前回は肩峰下インピンジメント症候群について、その病態を肩甲上腕関節と肩甲胸郭関節の両方から記載しました。病態がわかれば徒手的な介入をすることはトレーナーやセラピストであれば可能であると思いますが、毎日のように介入することは難しく、本人のセルフコンディショニングが非常に重要だと思います。今回は私が普段から患者さんやアスリートに対して行っているコンディショニングを紹介していきます。徒手的な介入からセルフで行うものまで色々と実践して、これというものに絞って紹介していますので、ぜひ参考になさってみてください。

目次

    肩関節で大事なのは「後方組織の柔軟性改善」

    前回のコラムの中で、インピンジメントが生じてしまう原因の一つとして、棘下筋斜走繊維・小円筋・肩後下方関節包の柔軟性が低下し、上肢を挙上する際に上腕骨の前上方化を誘発してしまうということを記載しました。このことからインピンジメント症候群に対しては、まずは後方組織の柔軟性改善が重要になります。

    >前回のコラム
    肩峰下インピンジメント症候群とは?肩甲胸郭関節側と肩甲上腕関節側の両方から考える

    肩後方組織の柔軟性低下に対して最もよく指導されるストレッチとして「スリーパーストレッチ」と「クロスボディストレッチ」が有名です。

    スリーパーストレッチを行うことで肩水平外転90°での内旋(肩2nd内旋)と肩水平内転位での内旋(肩3rd内旋)の可動域の増大が即時的に得られるとされています1)。

    そしてクロスボディストレッチは、セルフで行うことや収縮後弛緩(いわゆるマッスルエナジーやPost Isometric Relaxation :PIR)を用いることで後方組織の柔軟性の改善に寄与するという報告があります2)。

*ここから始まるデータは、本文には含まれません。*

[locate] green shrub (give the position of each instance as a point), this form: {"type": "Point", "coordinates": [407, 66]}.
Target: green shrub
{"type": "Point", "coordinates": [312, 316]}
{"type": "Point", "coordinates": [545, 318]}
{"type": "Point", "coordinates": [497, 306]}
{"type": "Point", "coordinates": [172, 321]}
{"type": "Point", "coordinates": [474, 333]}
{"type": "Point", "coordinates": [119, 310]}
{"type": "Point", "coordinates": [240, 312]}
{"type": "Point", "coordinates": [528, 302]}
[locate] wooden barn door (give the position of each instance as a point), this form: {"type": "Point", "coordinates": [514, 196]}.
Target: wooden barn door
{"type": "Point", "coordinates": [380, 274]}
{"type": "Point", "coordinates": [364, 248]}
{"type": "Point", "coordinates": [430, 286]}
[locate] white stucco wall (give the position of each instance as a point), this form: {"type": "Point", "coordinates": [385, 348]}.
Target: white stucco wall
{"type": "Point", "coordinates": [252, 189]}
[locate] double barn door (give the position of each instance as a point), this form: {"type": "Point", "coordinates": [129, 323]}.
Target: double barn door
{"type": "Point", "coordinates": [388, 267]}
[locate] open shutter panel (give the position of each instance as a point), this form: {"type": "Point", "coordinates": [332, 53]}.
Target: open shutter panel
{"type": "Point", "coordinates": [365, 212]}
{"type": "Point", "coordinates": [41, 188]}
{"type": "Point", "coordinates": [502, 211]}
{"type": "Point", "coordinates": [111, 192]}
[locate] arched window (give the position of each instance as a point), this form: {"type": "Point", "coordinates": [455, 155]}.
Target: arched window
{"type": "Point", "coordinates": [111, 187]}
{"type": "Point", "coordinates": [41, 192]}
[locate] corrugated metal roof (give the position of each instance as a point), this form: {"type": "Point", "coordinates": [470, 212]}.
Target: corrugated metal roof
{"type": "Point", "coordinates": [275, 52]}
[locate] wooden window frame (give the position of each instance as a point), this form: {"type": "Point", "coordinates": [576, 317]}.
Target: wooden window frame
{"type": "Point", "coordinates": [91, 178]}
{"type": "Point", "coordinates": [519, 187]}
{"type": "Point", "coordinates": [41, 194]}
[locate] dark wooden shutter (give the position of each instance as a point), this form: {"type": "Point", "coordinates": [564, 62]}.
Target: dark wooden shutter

    私個人の感覚としては、どちらも継続的に併用することで後方組織の柔軟性が改善される印象があります。ただし、スリーパーストレッチは対象者の状態によってはインピンジメントを誘発するようなポジションに近くなるので、工夫が必要となります。またスリーパーストレッチで得られる可動域の拡大は臨床的に意義のある変化と言えるかは不明1)ともされていますので、基本的にはどちらも併用ですが無理に行う必要はないと考えます。

    一方でストレッチのみでは十分に効果が得られない場合もあるかと思います。

    その場合にはトリガーポイントのリリースもオススメです。

    トリガーポイントとは、自発的に関連痛や交感神経症状が生じる活動期の筋硬結とされ、麻酔科では神経ブロックを打つポイントとされています3)。この部分を指圧するだけでも柔軟性が改善したり、セルフケアとしてテニスボールでマッサージすることも効果的ですので、オススメです。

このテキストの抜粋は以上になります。